Bei der Wahrnehmung dieser vielfältigen Aufgaben bleibt der FDGB und alle seine Gliederungen der SED nachgeordnet. Sie fasst die politischen Beschlüsse, der FDGB setzt sie in den Betrieben um. Das bringt ihn zwangläufig in ein Dilemma: Er soll im Auftrag der Partei zu Leistungssteigerung motivieren und gleichzeitig die Interessen der Arbeiterinnen und Arbeiter vertreten. Und im Zweifel entscheidet sich die FDGB-Führung immer für die Treue zur Partei. Damit büßt er einen Teil seiner Integrationskraft ein. So wird der FDGB von der SED- und Staatsführung auch immer wieder für Loyalitätsdefizite in der Bevölkerung verantwortlich gemacht. Er habe es versäumt, so der Vorwurf, sich ausreichend um die Verbesserung des Lebensstandards zu kümmern.
Allgegenwärtig: Die Propaganda für den Sozialismus
Auf Widerwillen, zumindest aber auf Desinteresse, stößt die allgegenwärtige Propaganda. Ob im Betrieb oder auf der Straße, ob in den Medien oder bei den häufigen Kollektivveranstaltungen – die SED und die Massenorganisationen der DDR lassen kaum eine Gelegenheit aus, die Verdienste der eigenen Politik, die „Lehren der Sowjetunion“, die „verbrecherischen Machenschaften der Imperialisten“ und die „helle Zukunft des Sozialismus“ auszumalen. In Reden, Publikationen, Ausstellungen, Kundgebungen und in der Kunst wird die führende Rolle der Arbeiterklasse beschworen. Dabei wird ein Bild „des“ Arbeiters gemalt, das sich an der sozialen Realität der Industrie des ersten Drittels des 20. Jahrhunderts orientiert.

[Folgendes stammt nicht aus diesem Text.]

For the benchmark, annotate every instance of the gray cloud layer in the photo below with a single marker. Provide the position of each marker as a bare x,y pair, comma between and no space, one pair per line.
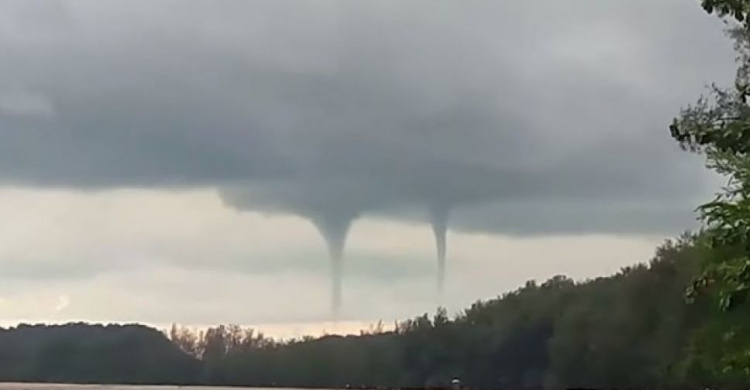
528,117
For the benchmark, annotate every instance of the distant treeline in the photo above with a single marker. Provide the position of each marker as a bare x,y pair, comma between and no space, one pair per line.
631,330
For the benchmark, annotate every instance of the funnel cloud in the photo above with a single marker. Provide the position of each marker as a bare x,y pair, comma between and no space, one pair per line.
486,114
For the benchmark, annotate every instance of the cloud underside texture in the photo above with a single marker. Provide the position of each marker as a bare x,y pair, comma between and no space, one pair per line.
518,117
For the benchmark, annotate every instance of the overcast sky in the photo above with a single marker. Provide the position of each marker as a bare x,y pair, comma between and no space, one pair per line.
162,161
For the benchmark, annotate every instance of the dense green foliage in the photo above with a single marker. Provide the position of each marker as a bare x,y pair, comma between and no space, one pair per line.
719,127
633,329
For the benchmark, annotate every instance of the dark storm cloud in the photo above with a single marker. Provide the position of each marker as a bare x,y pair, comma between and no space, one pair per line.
537,116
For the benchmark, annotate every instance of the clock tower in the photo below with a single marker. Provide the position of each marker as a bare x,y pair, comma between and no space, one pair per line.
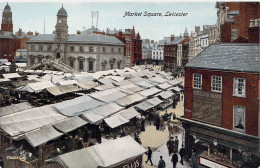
7,23
61,28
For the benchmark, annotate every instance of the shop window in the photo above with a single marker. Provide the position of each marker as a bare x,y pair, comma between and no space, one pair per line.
216,82
81,49
71,63
90,66
239,118
239,87
91,49
49,48
41,47
81,65
72,48
197,81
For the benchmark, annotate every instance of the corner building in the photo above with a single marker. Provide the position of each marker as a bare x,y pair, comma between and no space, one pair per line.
221,108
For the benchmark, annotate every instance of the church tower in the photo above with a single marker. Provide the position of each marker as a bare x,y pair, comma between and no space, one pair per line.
7,23
61,28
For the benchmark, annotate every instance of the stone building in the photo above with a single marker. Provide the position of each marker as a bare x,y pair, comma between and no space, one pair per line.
88,52
234,20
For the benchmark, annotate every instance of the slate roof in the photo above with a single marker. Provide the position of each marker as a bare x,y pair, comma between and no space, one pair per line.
94,38
43,38
239,57
86,38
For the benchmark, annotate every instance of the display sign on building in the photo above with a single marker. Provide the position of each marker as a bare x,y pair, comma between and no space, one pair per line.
211,164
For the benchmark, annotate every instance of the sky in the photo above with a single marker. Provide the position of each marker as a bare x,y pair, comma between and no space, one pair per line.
30,16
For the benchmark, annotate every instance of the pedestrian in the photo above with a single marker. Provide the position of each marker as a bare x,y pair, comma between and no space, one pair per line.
174,160
80,143
182,153
149,156
176,143
161,163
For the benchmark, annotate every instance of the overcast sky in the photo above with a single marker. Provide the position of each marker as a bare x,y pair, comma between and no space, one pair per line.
30,16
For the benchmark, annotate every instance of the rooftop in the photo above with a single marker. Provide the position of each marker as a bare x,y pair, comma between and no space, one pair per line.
239,57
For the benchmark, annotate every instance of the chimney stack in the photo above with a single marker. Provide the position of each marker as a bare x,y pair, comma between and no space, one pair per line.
172,37
20,32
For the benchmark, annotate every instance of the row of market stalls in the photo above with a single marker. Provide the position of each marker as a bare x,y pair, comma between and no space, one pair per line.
114,104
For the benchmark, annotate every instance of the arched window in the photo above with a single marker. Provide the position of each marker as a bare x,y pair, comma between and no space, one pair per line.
239,115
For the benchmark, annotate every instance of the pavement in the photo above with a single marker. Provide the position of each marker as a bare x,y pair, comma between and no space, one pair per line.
157,140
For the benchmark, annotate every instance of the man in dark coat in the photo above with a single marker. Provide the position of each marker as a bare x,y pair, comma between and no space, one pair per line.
149,156
174,160
161,163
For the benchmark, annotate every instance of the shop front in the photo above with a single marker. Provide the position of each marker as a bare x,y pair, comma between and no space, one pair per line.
211,146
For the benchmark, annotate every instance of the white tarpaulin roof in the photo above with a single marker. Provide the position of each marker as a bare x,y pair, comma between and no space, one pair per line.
128,113
69,124
105,86
150,92
115,121
106,154
77,106
11,75
42,136
131,88
36,87
174,82
14,108
101,112
158,79
165,94
87,84
130,99
30,119
164,86
116,78
108,95
145,84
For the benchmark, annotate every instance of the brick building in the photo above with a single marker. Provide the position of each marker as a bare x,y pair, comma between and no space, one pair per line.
10,42
171,51
221,108
132,41
234,20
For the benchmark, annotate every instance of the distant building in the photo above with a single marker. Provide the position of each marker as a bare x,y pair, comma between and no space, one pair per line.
147,50
88,52
234,20
172,52
132,41
221,108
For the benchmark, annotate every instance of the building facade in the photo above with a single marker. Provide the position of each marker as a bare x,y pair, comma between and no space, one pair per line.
234,19
221,108
83,52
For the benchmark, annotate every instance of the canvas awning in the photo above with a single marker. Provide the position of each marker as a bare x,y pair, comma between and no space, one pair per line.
165,94
86,85
62,89
130,99
108,95
105,87
106,154
11,75
69,124
36,87
14,108
42,136
96,114
174,82
128,113
77,106
30,119
115,121
164,86
150,92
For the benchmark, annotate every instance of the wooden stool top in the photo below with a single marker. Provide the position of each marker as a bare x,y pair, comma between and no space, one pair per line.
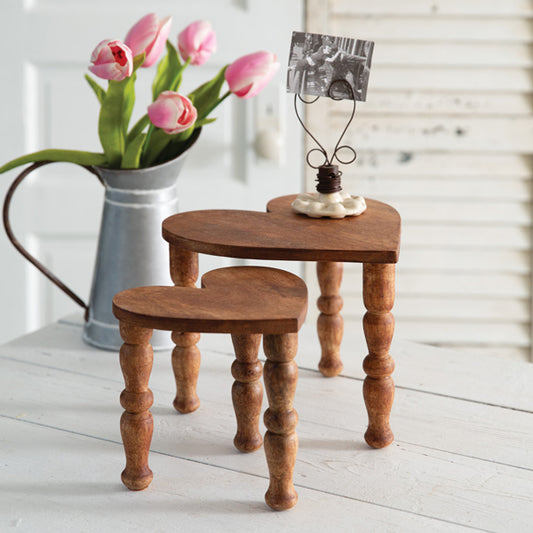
232,300
373,237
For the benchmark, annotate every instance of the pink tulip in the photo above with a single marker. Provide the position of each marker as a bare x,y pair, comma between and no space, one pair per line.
172,112
112,60
197,42
248,75
149,35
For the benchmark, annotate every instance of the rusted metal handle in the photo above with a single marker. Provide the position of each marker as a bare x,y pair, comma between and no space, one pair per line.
16,243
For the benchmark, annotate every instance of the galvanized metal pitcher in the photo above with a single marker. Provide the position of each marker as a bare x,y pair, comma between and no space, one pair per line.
131,251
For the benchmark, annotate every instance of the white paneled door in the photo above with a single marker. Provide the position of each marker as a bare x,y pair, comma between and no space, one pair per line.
46,103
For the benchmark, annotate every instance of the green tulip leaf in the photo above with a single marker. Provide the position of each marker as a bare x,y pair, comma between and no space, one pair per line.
206,97
98,91
156,142
132,155
138,128
67,156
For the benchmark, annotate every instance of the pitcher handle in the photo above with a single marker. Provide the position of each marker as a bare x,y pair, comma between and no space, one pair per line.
7,225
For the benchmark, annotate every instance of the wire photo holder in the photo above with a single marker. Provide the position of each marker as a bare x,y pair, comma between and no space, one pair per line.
338,68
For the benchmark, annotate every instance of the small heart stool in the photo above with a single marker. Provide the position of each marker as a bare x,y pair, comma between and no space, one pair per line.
247,302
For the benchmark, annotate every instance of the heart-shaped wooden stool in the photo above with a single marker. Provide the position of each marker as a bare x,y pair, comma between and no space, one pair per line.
372,238
246,302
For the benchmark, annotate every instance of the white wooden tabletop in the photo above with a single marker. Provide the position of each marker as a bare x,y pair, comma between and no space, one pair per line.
462,458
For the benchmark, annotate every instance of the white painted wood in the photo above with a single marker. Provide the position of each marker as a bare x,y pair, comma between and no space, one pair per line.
446,138
48,104
439,7
461,459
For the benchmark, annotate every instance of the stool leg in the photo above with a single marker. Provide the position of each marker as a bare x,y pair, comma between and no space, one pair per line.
378,325
247,391
281,441
186,366
186,355
136,424
330,324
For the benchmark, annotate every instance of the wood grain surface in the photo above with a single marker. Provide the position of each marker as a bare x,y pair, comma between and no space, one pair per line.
373,237
232,300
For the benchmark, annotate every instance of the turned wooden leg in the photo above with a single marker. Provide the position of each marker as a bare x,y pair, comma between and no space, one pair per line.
281,441
186,366
186,355
136,424
330,324
247,391
378,325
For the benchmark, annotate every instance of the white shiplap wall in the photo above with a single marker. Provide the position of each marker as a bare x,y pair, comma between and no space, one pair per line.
446,136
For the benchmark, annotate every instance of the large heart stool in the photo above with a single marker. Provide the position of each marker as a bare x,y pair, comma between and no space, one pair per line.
246,302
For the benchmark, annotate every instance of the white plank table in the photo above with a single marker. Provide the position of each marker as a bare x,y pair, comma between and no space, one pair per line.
462,458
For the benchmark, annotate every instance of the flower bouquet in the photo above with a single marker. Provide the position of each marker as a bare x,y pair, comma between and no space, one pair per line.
166,130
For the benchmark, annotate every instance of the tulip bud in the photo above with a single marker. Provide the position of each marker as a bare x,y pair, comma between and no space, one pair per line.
112,60
172,112
149,35
197,42
248,75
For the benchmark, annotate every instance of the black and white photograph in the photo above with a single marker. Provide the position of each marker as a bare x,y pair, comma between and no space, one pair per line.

Gleichzeitig werden die Feindbilder und Bedrohungsszenarien immer wieder neu belebt: Die USA sei ein Aggressor, die Bundesrepublik verfolge imperialistische Ziele usw. Sie sollen die Zustimmung zum DDR-Regime festigen und die Defizite entschuldigen. Doch mit der Entspannungspolitik der Bundesrepublik wird es immer schwieriger, diese Feindbilder aufrechtzuerhalten.
Große Teile der Bevölkerung entziehen sich diesem Dauerbeschuss durch SED und FDGB und schaffen sich ihre privaten Nischen, am Wochenende in der Datsche, im Sommerurlaub in den Ländern des sozialistischen Auslands. Eine politische Bewegung unter den Arbeitnehmerinnen und Arbeitnehmern gegen das SED-Regime, entwickelt sich nicht. Das mag auch auf die Integrationsarbeit des FDGB zurückzuführen sein, der eben nicht nur Propaganda für die SED macht, sondern auch dafür sorgt, dass der DDR-Sozialismus erträglich wird.